Growth without a large increase in cost is tricky. Studying and crafting a scalable business model can help in both the short term and long term with the end result being both growth and profitability. The overall goal is to increase revenue without a cost growth. There are various ways to make a company scalable including moving towards the cloud in lieu of other options.
Here are some of the ways to achieve scalability:
1. Outsource whenever possible. There are some tasks that you may want to have control over in-house, but many jobs can be outsourced. There are many countries outside of North America that offer skilled populations savvy both in technology and English-speaking skills. Do you really need to hire someone at $20 per hour when you could hire an equally qualified candidate for $5 per hour?
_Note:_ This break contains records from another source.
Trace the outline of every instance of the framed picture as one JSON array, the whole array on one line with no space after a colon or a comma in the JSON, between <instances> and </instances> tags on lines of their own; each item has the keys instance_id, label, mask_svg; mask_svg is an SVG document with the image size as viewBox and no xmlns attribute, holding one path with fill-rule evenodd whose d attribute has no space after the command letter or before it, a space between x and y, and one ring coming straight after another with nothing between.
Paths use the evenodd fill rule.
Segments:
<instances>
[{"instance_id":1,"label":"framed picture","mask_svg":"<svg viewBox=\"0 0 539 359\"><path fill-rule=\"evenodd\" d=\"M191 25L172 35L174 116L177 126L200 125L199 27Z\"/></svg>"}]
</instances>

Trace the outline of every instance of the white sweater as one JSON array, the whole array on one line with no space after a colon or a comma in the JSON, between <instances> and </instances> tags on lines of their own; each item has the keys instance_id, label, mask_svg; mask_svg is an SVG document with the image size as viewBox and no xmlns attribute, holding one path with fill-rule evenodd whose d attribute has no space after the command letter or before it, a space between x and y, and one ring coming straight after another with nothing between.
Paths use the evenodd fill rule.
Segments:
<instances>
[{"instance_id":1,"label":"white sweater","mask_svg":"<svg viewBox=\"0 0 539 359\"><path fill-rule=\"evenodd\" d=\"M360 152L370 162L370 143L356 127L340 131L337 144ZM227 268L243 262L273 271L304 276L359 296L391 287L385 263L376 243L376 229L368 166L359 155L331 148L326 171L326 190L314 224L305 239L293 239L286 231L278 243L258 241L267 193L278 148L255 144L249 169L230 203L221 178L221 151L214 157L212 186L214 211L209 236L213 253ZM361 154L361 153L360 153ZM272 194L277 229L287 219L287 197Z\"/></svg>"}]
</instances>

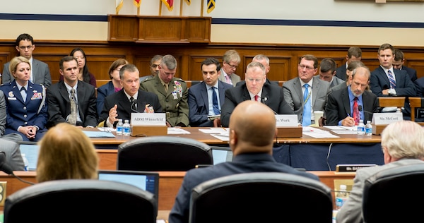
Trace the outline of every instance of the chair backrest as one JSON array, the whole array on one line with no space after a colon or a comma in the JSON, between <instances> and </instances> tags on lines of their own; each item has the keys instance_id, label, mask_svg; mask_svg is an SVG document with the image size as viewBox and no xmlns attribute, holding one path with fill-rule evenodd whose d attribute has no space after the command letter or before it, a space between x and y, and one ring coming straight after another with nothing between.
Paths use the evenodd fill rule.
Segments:
<instances>
[{"instance_id":1,"label":"chair backrest","mask_svg":"<svg viewBox=\"0 0 424 223\"><path fill-rule=\"evenodd\" d=\"M331 222L330 188L283 173L247 173L204 182L192 192L190 223Z\"/></svg>"},{"instance_id":2,"label":"chair backrest","mask_svg":"<svg viewBox=\"0 0 424 223\"><path fill-rule=\"evenodd\" d=\"M6 198L4 222L156 222L153 195L99 180L40 183Z\"/></svg>"},{"instance_id":3,"label":"chair backrest","mask_svg":"<svg viewBox=\"0 0 424 223\"><path fill-rule=\"evenodd\" d=\"M405 106L405 97L379 97L378 106L379 107L396 107L400 109Z\"/></svg>"},{"instance_id":4,"label":"chair backrest","mask_svg":"<svg viewBox=\"0 0 424 223\"><path fill-rule=\"evenodd\" d=\"M424 164L396 167L366 181L363 196L365 222L418 222L423 220Z\"/></svg>"},{"instance_id":5,"label":"chair backrest","mask_svg":"<svg viewBox=\"0 0 424 223\"><path fill-rule=\"evenodd\" d=\"M149 136L118 146L117 169L141 171L187 171L213 164L209 145L177 136Z\"/></svg>"},{"instance_id":6,"label":"chair backrest","mask_svg":"<svg viewBox=\"0 0 424 223\"><path fill-rule=\"evenodd\" d=\"M411 121L415 121L416 109L423 107L424 97L409 97L409 106L411 107Z\"/></svg>"}]
</instances>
While you should use the same interviewing and screening process with an outsourced applicant, as you would use with someone local, you can find great talent elsewhere in the world if you look.
2. Cut back on IT costs. Keeping an IT team on staff can cost thousands per month. That’s a big expense. It’s also not an expense that will shrink as your company grows. Tech support is important, but you can save a bundle by moving your tech needs to the cloud. A fully managed cloud service means cutting all on-staff IT costs.
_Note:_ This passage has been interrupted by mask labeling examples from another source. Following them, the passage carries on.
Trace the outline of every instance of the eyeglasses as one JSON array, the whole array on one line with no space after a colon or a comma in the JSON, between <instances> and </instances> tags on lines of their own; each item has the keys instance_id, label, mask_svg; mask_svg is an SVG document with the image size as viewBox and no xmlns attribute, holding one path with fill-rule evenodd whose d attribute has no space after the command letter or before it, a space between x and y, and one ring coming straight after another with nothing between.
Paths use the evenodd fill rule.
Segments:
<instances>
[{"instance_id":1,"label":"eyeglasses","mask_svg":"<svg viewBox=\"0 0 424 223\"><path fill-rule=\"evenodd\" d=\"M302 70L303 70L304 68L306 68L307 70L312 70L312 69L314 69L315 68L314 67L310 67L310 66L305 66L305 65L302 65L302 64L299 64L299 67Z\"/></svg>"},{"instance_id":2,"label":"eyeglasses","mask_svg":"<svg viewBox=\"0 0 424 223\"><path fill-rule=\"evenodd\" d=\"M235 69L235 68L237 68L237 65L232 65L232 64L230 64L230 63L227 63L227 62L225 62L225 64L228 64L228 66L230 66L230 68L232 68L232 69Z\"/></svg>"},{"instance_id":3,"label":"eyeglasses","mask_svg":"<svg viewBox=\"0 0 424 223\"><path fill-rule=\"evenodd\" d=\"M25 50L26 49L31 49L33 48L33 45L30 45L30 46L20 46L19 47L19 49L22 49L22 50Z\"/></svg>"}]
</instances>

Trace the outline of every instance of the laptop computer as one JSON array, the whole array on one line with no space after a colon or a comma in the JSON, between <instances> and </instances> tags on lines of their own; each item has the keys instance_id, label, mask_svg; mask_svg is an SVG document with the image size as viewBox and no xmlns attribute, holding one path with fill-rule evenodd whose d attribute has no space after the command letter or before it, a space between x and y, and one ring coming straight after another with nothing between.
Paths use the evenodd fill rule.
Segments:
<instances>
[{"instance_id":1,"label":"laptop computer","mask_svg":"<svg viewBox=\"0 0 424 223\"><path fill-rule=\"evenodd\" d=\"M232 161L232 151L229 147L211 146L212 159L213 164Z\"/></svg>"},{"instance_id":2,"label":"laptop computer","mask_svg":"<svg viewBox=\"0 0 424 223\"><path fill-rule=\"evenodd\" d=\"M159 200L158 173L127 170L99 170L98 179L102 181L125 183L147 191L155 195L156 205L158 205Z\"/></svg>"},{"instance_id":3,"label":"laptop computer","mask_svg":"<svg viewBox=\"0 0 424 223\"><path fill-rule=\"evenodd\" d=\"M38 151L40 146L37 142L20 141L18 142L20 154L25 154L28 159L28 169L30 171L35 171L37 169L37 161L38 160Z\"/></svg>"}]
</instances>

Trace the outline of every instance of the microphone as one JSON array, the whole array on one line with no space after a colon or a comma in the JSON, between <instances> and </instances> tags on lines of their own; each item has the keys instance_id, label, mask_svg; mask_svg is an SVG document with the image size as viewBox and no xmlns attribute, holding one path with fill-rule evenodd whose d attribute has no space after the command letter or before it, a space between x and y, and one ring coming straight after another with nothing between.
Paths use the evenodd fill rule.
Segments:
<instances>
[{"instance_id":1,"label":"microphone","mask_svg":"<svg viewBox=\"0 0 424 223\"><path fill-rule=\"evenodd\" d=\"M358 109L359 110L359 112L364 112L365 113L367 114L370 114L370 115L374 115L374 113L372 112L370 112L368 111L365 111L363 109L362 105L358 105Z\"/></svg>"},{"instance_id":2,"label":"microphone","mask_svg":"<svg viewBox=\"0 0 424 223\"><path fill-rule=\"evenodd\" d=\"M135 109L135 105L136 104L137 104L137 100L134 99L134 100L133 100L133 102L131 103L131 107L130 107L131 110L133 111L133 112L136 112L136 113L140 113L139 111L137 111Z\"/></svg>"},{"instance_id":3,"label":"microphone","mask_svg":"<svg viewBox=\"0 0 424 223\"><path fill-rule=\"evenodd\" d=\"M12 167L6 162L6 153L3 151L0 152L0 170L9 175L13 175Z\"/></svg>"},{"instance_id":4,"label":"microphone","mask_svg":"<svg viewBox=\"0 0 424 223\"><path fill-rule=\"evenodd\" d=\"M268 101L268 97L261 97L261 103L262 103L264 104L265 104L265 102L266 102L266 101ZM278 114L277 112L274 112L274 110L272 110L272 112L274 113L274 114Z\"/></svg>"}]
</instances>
3. Understand automation. Sometimes a machine simply can’t replace what a human can do. The opposite is also true. There are programs available that can do everything from keep track of your books to schedule your appointments. Replacing a person with a program is one trick that people with a solid tech background know and use regularly. If a program can do what someone on-staff can do, use the program.
4. Surround yourself with good people. Nothing can sink a growing company faster than a team of bad hires. The people that you do decide to keep on staff should be solid, understand your product well, and generate excellent ideas regularly. These are the people that no machine or program can replace, but they will be few and far between.
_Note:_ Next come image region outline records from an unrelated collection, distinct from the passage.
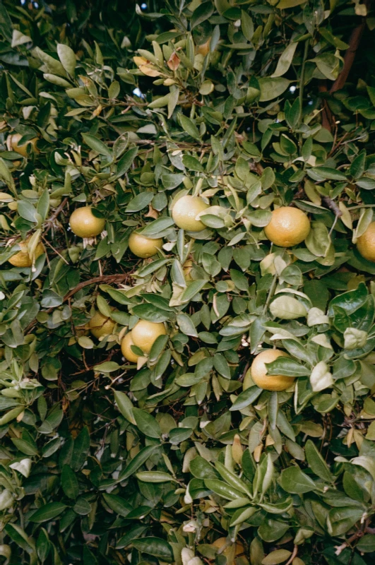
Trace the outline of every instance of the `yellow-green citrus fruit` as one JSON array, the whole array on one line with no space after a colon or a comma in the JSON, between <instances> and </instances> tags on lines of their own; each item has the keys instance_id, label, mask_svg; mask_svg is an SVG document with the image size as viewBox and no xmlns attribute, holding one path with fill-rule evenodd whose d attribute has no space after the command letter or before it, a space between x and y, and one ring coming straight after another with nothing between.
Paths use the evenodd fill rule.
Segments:
<instances>
[{"instance_id":1,"label":"yellow-green citrus fruit","mask_svg":"<svg viewBox=\"0 0 375 565\"><path fill-rule=\"evenodd\" d=\"M133 232L129 237L129 249L137 257L145 259L147 257L152 257L157 252L162 245L162 239L151 239L150 237L145 237L142 234L137 234Z\"/></svg>"},{"instance_id":2,"label":"yellow-green citrus fruit","mask_svg":"<svg viewBox=\"0 0 375 565\"><path fill-rule=\"evenodd\" d=\"M69 223L71 231L79 237L95 237L103 231L105 220L95 216L91 206L82 206L74 210Z\"/></svg>"},{"instance_id":3,"label":"yellow-green citrus fruit","mask_svg":"<svg viewBox=\"0 0 375 565\"><path fill-rule=\"evenodd\" d=\"M16 153L22 155L23 157L28 157L28 145L32 145L34 151L39 153L37 148L37 137L34 137L32 139L29 139L25 143L18 145L18 141L23 136L20 133L13 133L9 136L6 139L6 145L8 150L16 151Z\"/></svg>"},{"instance_id":4,"label":"yellow-green citrus fruit","mask_svg":"<svg viewBox=\"0 0 375 565\"><path fill-rule=\"evenodd\" d=\"M278 349L266 349L254 358L249 371L254 383L260 388L266 391L285 391L292 384L294 379L292 376L266 374L267 367L265 363L271 363L280 357L289 356ZM244 385L246 380L245 376ZM249 382L249 378L247 381Z\"/></svg>"},{"instance_id":5,"label":"yellow-green citrus fruit","mask_svg":"<svg viewBox=\"0 0 375 565\"><path fill-rule=\"evenodd\" d=\"M309 235L310 220L302 210L282 206L274 210L264 228L266 237L279 247L292 247Z\"/></svg>"},{"instance_id":6,"label":"yellow-green citrus fruit","mask_svg":"<svg viewBox=\"0 0 375 565\"><path fill-rule=\"evenodd\" d=\"M131 332L129 331L129 333L126 333L121 343L121 350L125 359L127 359L128 361L131 361L132 363L136 363L139 355L136 355L131 350L131 345L133 345L134 343L131 338Z\"/></svg>"},{"instance_id":7,"label":"yellow-green citrus fruit","mask_svg":"<svg viewBox=\"0 0 375 565\"><path fill-rule=\"evenodd\" d=\"M172 217L176 225L189 232L201 232L206 226L196 220L200 212L209 208L200 196L181 196L177 200L172 210Z\"/></svg>"},{"instance_id":8,"label":"yellow-green citrus fruit","mask_svg":"<svg viewBox=\"0 0 375 565\"><path fill-rule=\"evenodd\" d=\"M156 338L166 333L164 323L140 320L131 330L131 339L143 353L150 353Z\"/></svg>"},{"instance_id":9,"label":"yellow-green citrus fruit","mask_svg":"<svg viewBox=\"0 0 375 565\"><path fill-rule=\"evenodd\" d=\"M18 245L20 247L20 251L18 253L16 253L11 257L10 259L8 260L8 263L10 263L11 265L13 265L13 267L31 267L31 257L28 253L28 239L26 239L25 242L19 242ZM40 255L42 255L44 252L44 246L43 244L38 243L35 249L35 259L37 259Z\"/></svg>"},{"instance_id":10,"label":"yellow-green citrus fruit","mask_svg":"<svg viewBox=\"0 0 375 565\"><path fill-rule=\"evenodd\" d=\"M357 249L365 259L375 262L375 222L368 227L357 241Z\"/></svg>"},{"instance_id":11,"label":"yellow-green citrus fruit","mask_svg":"<svg viewBox=\"0 0 375 565\"><path fill-rule=\"evenodd\" d=\"M114 328L114 322L110 318L100 312L95 312L88 323L90 331L93 335L99 339L105 335L109 335Z\"/></svg>"}]
</instances>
5. Don’t get stuck on an assumption. It’s not uncommon for a startup founder to assume that people aren’t trainable. If you’re not going the outsourcing route or are afraid of the cloud, ask yourself if these fears are logical. You can train anyone with enough intelligence how to use your product, or what your product is all about. You can also work with a skilled cloud team to make sure that anything you do in the cloud is secure and comprehended by all. Not exploring these viable options is a really big mistake.
Exceptions to the rules
There are some exceptions to the aforementioned scalability tips (as is the case with any advice).
1. Outsourcing: Be selective. Hiring someone without English skills to run North American social media accounts just doesn’t make sense. Make sure that the hire you’re considering fits the bill.
2. IT: Signing up with any cloud provider isn’t a good idea. Do your research, and make sure that the company you’re choosing is personable, can customize options, and understands what your product or service is all about.
3. Automation: Can that person really be replaced? If you have any doubt, don’t automate (or don’t get rid of a staff member until the automation option has been proven successful).
4. Team members: This one doesn’t really have any exceptions. Surround yourself with the best – it’s that simple.
5. Assumptions: Sometimes, a hunch can be right. But, recognizing the difference between an instinct and ignorance is important. Do you really have a strong feeling about that decision, or is it a matter of uncertainty?
Showing investors that your business is scalable should be your goal from day one. Take tips from companies like Zynga (this company used Facebook’s existing platform to grow, and it worked very well), and learn lessons from startups like AirBnB (with barely any marketing budget, AirBnB managed to grow overnight by using existing resources).
Are the programs you need to use to reach automation available? Are they free? Can you move to the cloud easily? Would this cut costs? Finding existing solutions to problems is the fast and surest way to prove that your product or service is highly scalable, and that’s a very good thing when it comes to investor dollars.